Cube chicken breasts into small squares. Wrap with a piece of bacon and
secure with a toothpick. Roll in a mixture of 2/3 cup of brown sugar and 
2 TBSP Chili Powder. Bake at 250 degrees on a cookie sheet until the
chicken is baked and the bacon crispy. YUMMY!

Also:
Tater tots wrapped with bacon, secure with toothpick, and bake in oven on
a cookie sheet till bacon is crisp at 250 degrees.


----------



## shannon in KS

mmmmm mmmmmmmm love these!  I am guilty of haste and panfrying real quick, then broiling them in the oven!  Shrimp works good too!  Tossing with prepared marinades adds different flavors!


----------



## candelbc

Is the cubed Chicken Breast cooked already, or raw?

-Brad


----------



## Hungry

*Chicken bits*

I do mine with chicken livers!


----------



## YT2095

that`s quite similar to something I make also, I use strips of chicken breast (raw) lay a strip of chili peper alond side it and roll up in wafer thin black forest ham, toothpick it into place.
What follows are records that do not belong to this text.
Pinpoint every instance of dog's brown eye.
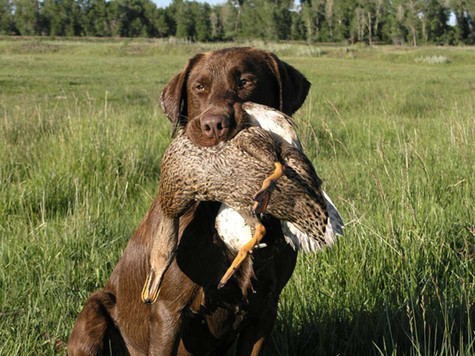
[238,78,251,89]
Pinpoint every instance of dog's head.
[161,47,310,146]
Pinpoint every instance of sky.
[152,0,226,7]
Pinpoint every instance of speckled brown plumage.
[159,127,327,244]
[142,119,328,303]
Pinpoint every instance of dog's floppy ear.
[269,53,310,115]
[160,54,203,125]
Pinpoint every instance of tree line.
[0,0,475,46]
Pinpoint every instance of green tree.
[83,0,112,37]
[0,0,14,35]
[190,1,211,42]
[13,0,40,36]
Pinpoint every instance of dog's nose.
[201,115,230,139]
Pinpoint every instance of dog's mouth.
[186,110,249,147]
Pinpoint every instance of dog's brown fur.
[68,48,310,355]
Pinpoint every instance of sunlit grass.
[0,39,475,355]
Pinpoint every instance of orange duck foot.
[218,223,266,289]
[252,162,284,214]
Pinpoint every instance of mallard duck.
[142,103,342,303]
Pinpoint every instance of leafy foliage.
[0,0,475,46]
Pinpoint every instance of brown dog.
[68,48,310,355]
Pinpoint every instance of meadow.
[0,38,475,355]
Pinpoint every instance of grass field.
[0,39,475,355]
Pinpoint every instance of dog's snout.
[201,115,230,139]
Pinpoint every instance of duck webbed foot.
[142,214,179,304]
[218,223,266,289]
[252,162,284,214]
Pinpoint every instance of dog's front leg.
[148,299,181,356]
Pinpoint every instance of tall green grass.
[0,39,475,355]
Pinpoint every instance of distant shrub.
[416,56,452,64]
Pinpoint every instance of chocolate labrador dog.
[68,48,310,355]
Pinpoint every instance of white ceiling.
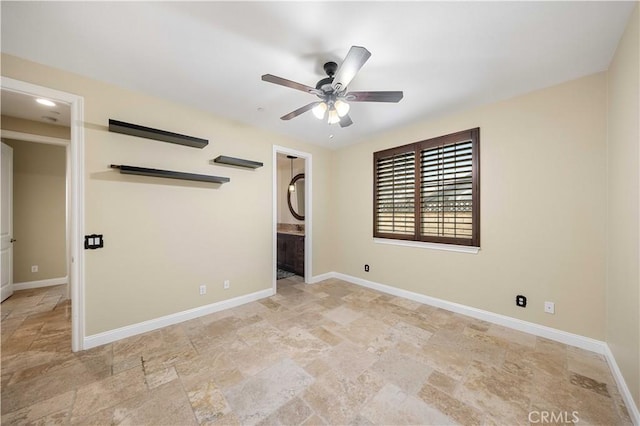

the nice part is that the bacon or ham is already salty enough so you dont need to add any.

nice with a spicey Salsa dip


----------



## GrannyG

The chicken is raw, and you just wrap the piece of bacon around it, usuallly 1/3 to 1/2 slice is enough, smoked bacon is an extra plus, skewered it with a toothpick, roll it in the sugar/chili mix and bake it. So good. I line my cookie sheets with aluminum foil so there is no mess to clean up.


----------



## Constance

Hungry said:
			
		

> I do mine with chicken livers!



Me too...I put a water chestnut in with it, also, and marinate in soy sauce before cooking on the grill.


----------



## shpj4

Granny your Bacon Wrapped Chicken Bites sound delicious.  Thank you so much for sharing


----------



## mudbug

I just read your recipe out loud to HH.  He's in!


----------



## Alix

Granny, these sound YUMMY! A friend of ours does the chicken like this only he brushes them with teriyaki sauce as they cook in the oven. He also recommends a rack with a cookie sheet underneath if your bacon is a bit on the fatty side.


----------



## Josh1979

**

You can also use lil smoky sausages. They turn out great.


----------



## bertjo44

I will try these, thanks.


----------